The equity markets pushed beneath May's lows today in many cases, and we seem to be on the "right side" of the Fibonacci retracement line.
The Transports, too – – worrisome of late – – could be in the process of turning the tide. That lifetime high we saw in May could be the high water mark for quite some time. A fall beneath 5,150 would cement that.
The the NASDAQ, a favorite of mine to watch these days would make its bearish case clear again if it fell beneath 2,450 Friday's unemployment report may be the catalyst to really take the market down, since there's no real economic news on the scene until then.
Looking closer at the $NDX, we got tantalizingly close to breaking the channel, but instead it touched it perfectly. Maybe next time, eh?
If oil really tumbles, how far could OIH go? Judging from this graph, I'd say the low 180s.
Russell 2000 – formerly my favorite – remains stubbornly above its retracement line.

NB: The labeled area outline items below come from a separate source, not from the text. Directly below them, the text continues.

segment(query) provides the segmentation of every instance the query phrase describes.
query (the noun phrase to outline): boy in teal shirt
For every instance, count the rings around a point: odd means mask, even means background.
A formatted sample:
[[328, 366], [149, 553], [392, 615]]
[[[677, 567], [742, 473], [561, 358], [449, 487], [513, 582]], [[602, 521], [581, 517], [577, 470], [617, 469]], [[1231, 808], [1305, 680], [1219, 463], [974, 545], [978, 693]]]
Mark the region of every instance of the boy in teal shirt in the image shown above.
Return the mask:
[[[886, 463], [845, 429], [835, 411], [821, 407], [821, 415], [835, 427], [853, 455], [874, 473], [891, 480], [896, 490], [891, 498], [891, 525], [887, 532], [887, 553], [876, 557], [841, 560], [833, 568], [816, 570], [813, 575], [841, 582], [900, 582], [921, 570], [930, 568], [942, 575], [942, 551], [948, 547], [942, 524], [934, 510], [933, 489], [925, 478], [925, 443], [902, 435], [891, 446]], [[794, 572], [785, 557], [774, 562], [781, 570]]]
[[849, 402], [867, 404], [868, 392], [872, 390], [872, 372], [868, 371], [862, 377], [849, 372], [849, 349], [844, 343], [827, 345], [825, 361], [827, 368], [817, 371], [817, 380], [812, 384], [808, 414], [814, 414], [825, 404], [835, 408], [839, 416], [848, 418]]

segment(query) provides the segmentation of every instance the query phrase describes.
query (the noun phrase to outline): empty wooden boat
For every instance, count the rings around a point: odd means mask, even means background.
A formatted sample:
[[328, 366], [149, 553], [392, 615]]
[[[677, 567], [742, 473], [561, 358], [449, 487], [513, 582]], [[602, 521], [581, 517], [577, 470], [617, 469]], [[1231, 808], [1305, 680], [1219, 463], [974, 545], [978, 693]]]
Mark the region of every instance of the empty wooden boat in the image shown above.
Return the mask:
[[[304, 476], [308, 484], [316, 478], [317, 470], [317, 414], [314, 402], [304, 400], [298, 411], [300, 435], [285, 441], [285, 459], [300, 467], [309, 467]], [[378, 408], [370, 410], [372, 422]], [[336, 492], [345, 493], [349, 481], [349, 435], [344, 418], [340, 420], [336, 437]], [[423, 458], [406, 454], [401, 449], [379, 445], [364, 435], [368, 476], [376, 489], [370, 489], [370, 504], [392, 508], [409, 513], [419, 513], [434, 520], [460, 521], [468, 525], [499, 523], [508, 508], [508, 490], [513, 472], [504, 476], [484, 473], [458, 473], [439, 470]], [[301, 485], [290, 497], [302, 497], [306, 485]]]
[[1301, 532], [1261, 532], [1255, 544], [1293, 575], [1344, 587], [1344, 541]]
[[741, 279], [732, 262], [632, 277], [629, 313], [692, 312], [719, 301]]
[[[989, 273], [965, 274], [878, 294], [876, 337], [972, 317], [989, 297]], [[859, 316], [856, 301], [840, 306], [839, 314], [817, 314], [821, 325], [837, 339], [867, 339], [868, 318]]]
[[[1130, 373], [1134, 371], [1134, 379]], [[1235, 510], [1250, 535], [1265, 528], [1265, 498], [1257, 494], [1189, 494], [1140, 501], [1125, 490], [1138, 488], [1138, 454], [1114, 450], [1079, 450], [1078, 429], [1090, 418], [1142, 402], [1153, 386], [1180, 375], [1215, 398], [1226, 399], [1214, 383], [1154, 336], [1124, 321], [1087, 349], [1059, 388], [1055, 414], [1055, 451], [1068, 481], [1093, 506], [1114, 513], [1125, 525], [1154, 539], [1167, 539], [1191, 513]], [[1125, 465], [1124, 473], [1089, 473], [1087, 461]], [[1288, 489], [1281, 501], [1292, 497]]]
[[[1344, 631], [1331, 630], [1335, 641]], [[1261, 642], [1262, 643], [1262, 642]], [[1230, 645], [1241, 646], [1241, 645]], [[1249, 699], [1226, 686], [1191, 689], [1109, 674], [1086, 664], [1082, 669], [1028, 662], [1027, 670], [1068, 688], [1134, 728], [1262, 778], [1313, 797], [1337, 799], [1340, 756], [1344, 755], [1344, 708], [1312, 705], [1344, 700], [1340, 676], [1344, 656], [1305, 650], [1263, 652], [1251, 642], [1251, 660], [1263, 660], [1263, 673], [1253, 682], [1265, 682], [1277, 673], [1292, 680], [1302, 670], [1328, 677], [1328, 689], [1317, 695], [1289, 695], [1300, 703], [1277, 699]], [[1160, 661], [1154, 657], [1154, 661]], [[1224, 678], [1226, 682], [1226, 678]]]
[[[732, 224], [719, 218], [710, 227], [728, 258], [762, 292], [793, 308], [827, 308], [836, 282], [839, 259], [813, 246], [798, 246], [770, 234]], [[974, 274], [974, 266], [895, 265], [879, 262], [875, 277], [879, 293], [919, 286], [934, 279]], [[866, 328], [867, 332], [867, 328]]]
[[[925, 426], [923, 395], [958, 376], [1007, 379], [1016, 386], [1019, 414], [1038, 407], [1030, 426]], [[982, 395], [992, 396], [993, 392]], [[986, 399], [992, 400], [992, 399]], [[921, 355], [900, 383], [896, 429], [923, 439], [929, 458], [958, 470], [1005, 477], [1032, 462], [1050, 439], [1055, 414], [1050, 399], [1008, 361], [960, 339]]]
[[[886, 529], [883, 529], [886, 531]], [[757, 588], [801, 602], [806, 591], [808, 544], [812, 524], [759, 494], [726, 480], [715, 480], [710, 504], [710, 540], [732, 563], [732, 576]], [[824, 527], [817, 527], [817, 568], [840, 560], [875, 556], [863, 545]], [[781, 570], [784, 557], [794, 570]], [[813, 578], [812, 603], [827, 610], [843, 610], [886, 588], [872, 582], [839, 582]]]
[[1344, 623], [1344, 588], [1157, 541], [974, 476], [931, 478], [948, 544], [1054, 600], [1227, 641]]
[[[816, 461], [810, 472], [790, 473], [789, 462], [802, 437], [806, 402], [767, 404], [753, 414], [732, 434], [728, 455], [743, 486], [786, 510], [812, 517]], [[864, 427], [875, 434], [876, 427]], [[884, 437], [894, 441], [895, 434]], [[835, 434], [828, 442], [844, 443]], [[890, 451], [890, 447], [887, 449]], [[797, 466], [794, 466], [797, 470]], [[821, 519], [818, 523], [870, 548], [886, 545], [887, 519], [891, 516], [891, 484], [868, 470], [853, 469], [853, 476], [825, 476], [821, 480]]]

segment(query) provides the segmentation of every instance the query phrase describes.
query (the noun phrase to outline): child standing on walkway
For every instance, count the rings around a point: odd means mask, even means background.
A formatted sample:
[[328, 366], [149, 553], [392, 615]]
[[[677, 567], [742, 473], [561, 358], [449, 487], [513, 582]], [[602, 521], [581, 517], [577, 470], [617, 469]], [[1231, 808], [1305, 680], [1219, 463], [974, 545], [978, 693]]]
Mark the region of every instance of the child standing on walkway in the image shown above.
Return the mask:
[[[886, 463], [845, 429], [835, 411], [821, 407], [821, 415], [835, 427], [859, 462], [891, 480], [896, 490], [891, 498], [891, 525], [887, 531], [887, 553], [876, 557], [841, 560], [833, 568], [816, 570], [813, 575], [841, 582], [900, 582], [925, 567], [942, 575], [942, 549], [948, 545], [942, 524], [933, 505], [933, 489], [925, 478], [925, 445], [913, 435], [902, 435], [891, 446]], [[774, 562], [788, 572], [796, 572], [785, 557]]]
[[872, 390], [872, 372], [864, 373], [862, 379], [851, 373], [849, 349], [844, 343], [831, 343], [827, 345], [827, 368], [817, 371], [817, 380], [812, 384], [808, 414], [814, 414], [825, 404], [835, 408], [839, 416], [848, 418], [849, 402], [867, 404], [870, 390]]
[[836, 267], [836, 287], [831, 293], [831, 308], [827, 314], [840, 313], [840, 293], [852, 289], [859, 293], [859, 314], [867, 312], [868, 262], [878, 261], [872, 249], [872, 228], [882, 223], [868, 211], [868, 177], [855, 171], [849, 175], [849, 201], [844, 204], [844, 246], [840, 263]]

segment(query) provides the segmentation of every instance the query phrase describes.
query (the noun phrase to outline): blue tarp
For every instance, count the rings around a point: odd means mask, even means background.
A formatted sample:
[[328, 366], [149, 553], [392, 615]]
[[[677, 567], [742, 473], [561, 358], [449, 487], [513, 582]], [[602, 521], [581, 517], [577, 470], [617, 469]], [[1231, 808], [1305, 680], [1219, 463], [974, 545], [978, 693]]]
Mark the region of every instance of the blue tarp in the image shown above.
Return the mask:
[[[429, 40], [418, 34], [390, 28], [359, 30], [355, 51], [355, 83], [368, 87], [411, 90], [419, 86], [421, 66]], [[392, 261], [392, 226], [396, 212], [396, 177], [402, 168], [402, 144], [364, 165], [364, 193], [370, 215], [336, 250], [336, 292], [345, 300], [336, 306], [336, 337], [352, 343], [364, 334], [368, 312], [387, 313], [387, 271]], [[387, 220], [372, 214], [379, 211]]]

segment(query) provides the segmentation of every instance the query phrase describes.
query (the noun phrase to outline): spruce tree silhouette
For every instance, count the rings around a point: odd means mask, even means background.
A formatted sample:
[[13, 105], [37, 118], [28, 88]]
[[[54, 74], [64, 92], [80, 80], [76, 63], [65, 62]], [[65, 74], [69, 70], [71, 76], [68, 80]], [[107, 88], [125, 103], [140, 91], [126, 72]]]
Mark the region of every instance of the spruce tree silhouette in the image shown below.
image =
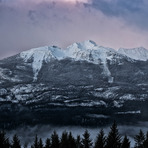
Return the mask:
[[97, 136], [94, 148], [105, 148], [106, 138], [104, 136], [103, 129], [100, 130], [100, 133]]
[[62, 133], [60, 148], [68, 148], [68, 133], [66, 131]]
[[46, 139], [45, 148], [51, 148], [51, 143], [50, 143], [50, 139], [49, 138]]
[[148, 132], [146, 133], [146, 138], [144, 141], [144, 148], [148, 148]]
[[51, 148], [59, 148], [59, 136], [56, 131], [51, 135]]
[[11, 148], [21, 148], [20, 140], [16, 134], [13, 136]]
[[92, 146], [92, 142], [91, 142], [91, 139], [90, 139], [90, 134], [86, 130], [84, 132], [83, 138], [82, 138], [82, 147], [83, 148], [90, 148], [91, 146]]
[[110, 132], [106, 142], [106, 148], [120, 148], [121, 146], [121, 136], [118, 132], [117, 124], [115, 121], [110, 127]]
[[31, 146], [31, 148], [39, 148], [39, 141], [38, 141], [38, 136], [37, 135], [35, 136], [34, 143]]
[[40, 140], [39, 140], [39, 146], [38, 146], [39, 148], [43, 148], [43, 142], [42, 142], [42, 139], [40, 138]]
[[77, 136], [77, 139], [76, 139], [76, 147], [77, 148], [82, 148], [82, 143], [81, 143], [81, 137], [80, 137], [80, 135]]
[[145, 135], [142, 130], [134, 137], [135, 148], [144, 148]]
[[124, 139], [122, 141], [121, 148], [130, 148], [130, 141], [126, 135], [124, 136]]
[[4, 131], [0, 131], [0, 148], [9, 148], [10, 143], [9, 139], [6, 138], [6, 133]]
[[76, 148], [76, 141], [75, 141], [74, 137], [72, 136], [71, 132], [68, 134], [68, 147], [69, 148]]

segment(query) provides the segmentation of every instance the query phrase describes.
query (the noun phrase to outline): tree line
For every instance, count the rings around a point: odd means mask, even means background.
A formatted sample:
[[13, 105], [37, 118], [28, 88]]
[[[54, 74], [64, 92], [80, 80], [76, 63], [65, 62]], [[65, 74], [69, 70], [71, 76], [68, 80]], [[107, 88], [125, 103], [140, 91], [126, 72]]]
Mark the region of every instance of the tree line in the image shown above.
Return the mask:
[[[134, 137], [134, 148], [148, 148], [148, 132], [146, 135], [142, 130]], [[110, 127], [110, 131], [106, 136], [104, 130], [98, 133], [95, 142], [92, 142], [88, 130], [84, 132], [82, 137], [78, 135], [73, 137], [71, 132], [63, 132], [61, 137], [54, 131], [50, 138], [43, 143], [41, 138], [36, 135], [30, 148], [130, 148], [130, 140], [125, 135], [121, 137], [116, 122]], [[15, 134], [12, 140], [6, 137], [4, 131], [0, 131], [0, 148], [29, 148], [27, 144], [21, 145], [19, 137]]]

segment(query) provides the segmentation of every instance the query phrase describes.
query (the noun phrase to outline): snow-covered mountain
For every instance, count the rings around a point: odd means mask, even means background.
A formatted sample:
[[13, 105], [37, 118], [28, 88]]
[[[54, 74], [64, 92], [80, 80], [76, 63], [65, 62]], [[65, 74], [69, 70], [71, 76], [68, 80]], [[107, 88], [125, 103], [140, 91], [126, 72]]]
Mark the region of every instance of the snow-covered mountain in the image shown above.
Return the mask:
[[[104, 75], [111, 77], [107, 61], [110, 61], [110, 63], [117, 62], [118, 64], [121, 64], [123, 59], [127, 59], [125, 55], [118, 53], [114, 49], [98, 46], [91, 40], [84, 41], [82, 43], [74, 43], [66, 49], [61, 49], [56, 46], [34, 48], [20, 53], [20, 57], [26, 63], [29, 60], [32, 60], [34, 81], [37, 80], [43, 63], [49, 63], [52, 60], [60, 61], [69, 58], [73, 61], [85, 61], [93, 64], [102, 64]], [[131, 61], [131, 59], [128, 60]]]
[[143, 47], [132, 48], [132, 49], [120, 48], [118, 50], [118, 53], [126, 55], [135, 60], [140, 60], [140, 61], [148, 60], [148, 50]]
[[[118, 112], [138, 111], [134, 119], [140, 114], [148, 120], [147, 53], [144, 48], [117, 51], [88, 40], [66, 49], [33, 48], [0, 60], [0, 116], [6, 111], [11, 124], [19, 114], [21, 124], [68, 120], [96, 125], [96, 120], [104, 124], [113, 117], [121, 119]], [[94, 120], [88, 117], [90, 110], [109, 119]], [[131, 114], [128, 117], [133, 120]], [[0, 119], [0, 127], [4, 122]]]

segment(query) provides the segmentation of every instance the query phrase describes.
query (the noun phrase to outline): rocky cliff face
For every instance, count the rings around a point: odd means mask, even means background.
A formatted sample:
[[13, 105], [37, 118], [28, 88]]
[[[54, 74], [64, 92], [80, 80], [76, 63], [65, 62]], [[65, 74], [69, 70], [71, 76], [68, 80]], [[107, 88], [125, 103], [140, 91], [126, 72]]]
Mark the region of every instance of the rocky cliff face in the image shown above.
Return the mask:
[[7, 121], [10, 125], [16, 114], [25, 124], [97, 125], [123, 115], [125, 121], [131, 115], [132, 121], [148, 120], [147, 53], [143, 48], [116, 51], [85, 41], [66, 49], [34, 48], [1, 60], [0, 126]]

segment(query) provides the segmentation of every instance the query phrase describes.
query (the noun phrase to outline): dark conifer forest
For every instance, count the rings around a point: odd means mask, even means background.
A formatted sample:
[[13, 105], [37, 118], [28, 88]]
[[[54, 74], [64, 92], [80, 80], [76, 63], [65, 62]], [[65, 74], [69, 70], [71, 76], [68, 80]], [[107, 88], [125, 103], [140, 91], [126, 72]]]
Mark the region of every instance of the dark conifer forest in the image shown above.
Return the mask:
[[[148, 148], [148, 132], [145, 134], [140, 130], [134, 136], [134, 141], [134, 148]], [[128, 135], [120, 135], [116, 122], [110, 127], [108, 134], [105, 134], [101, 129], [95, 139], [91, 139], [88, 130], [85, 130], [82, 136], [77, 135], [77, 137], [66, 131], [59, 136], [54, 131], [44, 141], [42, 137], [35, 135], [32, 143], [24, 144], [16, 134], [13, 137], [8, 137], [4, 131], [0, 131], [0, 148], [131, 148], [130, 143]]]

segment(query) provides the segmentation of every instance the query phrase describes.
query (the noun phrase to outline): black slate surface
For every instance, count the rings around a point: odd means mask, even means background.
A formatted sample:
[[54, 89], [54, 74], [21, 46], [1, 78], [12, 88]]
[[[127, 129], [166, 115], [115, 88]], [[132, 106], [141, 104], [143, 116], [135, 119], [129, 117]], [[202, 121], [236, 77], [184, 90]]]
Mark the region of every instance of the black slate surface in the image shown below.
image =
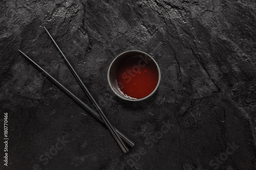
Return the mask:
[[[255, 169], [255, 1], [5, 0], [0, 9], [1, 138], [5, 112], [9, 138], [1, 169]], [[19, 54], [88, 102], [43, 26], [135, 141], [129, 153]], [[131, 50], [162, 74], [157, 92], [136, 103], [106, 79]]]

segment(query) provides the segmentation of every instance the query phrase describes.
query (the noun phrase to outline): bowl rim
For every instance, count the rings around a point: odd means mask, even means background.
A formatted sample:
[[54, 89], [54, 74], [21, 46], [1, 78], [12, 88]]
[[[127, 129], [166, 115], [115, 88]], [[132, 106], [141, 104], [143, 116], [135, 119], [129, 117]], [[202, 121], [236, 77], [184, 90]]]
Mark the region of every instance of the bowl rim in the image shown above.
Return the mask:
[[[114, 88], [113, 87], [112, 85], [111, 84], [111, 82], [110, 82], [110, 70], [111, 70], [111, 67], [112, 67], [112, 65], [113, 64], [114, 62], [119, 57], [120, 57], [120, 56], [122, 56], [123, 54], [126, 54], [126, 53], [131, 53], [131, 52], [138, 52], [138, 53], [140, 53], [143, 54], [144, 54], [144, 55], [145, 55], [150, 57], [153, 60], [153, 61], [155, 63], [155, 64], [156, 64], [156, 66], [157, 66], [157, 70], [158, 71], [158, 81], [157, 82], [157, 84], [156, 87], [155, 88], [155, 89], [154, 89], [154, 90], [150, 94], [147, 95], [145, 97], [144, 97], [144, 98], [141, 98], [141, 99], [129, 99], [129, 98], [125, 98], [124, 96], [123, 96], [120, 95], [116, 91], [116, 90], [115, 89], [114, 89]], [[161, 72], [160, 72], [159, 66], [158, 66], [158, 64], [156, 62], [156, 60], [155, 60], [155, 59], [151, 55], [150, 55], [149, 54], [147, 54], [147, 53], [146, 53], [145, 52], [142, 52], [141, 51], [139, 51], [139, 50], [130, 50], [130, 51], [125, 51], [124, 52], [123, 52], [123, 53], [120, 54], [116, 58], [115, 58], [115, 59], [112, 61], [112, 62], [111, 62], [111, 64], [110, 64], [110, 66], [109, 67], [109, 69], [108, 69], [108, 82], [109, 82], [109, 85], [110, 86], [110, 88], [111, 88], [111, 90], [112, 90], [112, 91], [115, 93], [115, 94], [116, 95], [117, 95], [119, 98], [122, 99], [124, 100], [126, 100], [126, 101], [129, 101], [139, 102], [139, 101], [141, 101], [145, 100], [146, 99], [149, 98], [150, 97], [151, 97], [152, 95], [153, 95], [155, 93], [155, 92], [156, 91], [157, 89], [158, 88], [158, 87], [159, 86], [159, 84], [160, 84], [160, 80], [161, 80]]]

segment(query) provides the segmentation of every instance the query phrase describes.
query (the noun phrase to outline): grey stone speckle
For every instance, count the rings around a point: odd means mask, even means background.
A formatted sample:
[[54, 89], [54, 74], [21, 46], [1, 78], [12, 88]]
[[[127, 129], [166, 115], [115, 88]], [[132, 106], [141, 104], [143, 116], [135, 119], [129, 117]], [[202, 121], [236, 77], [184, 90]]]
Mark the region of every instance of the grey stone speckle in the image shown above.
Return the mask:
[[[10, 156], [0, 169], [255, 169], [255, 11], [254, 0], [2, 1], [0, 126], [8, 112]], [[135, 141], [127, 154], [19, 54], [89, 104], [43, 27]], [[156, 93], [139, 103], [117, 98], [106, 78], [131, 50], [150, 54], [161, 71]], [[65, 135], [63, 149], [40, 160]], [[239, 148], [221, 159], [233, 142]]]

We have another 20 points to fall before we're in the clear.
I do, however, have puts on the S&P 500, which is weaker.
In my IRA account, I can only buy positions, so I am forced to go long either equities or inverse funds. I've got a mix of both. A few favorites right now include CPI Corp….
……Firstfed (much riskier)…….
…….the QQQ double inverse fund……..
…….and Toll Brothers (although I'll be a lot more enthusiastic if it breaks above $26).
On the short side, CEPH's pattern is terrific, provided it doesn't cross above the line you see here.
First Solar closed at its trendline both yesterday and today. I am optimistic this is going to take out the $250 level, which is critical to its plunge.
I have good hopes for ISRG as well. Its formerly bullish pattern is ancient history now.
If the Transports roll over, there are some stocks which enjoyed the sensational rise in 2008 which will fall just as fast. Ryder, a major component, is one of them.
I also shorted GD today based on its failure to fulfill its bullish breakout.
Genzyme, profitable but a source of frustration, is finally inching down beneath its neckline.
I have puts in both GOOG and BIDU. Today was better for the former.
And another of the four horseman, RIMM, has failed its bullish breakout – – often a good sign for us bears.
Dick Cheney-land, Halliburton, is a new short for me today.
I used to be excited about LNN, but this chart just isn't acting right at all. I may bag this one.
Lastly, SLB is behaving itself beneath resistance, and I could see this easily getting down to $80.
Thanks for all the nice comments and emails about the prior post; they are much appreciated! Good night.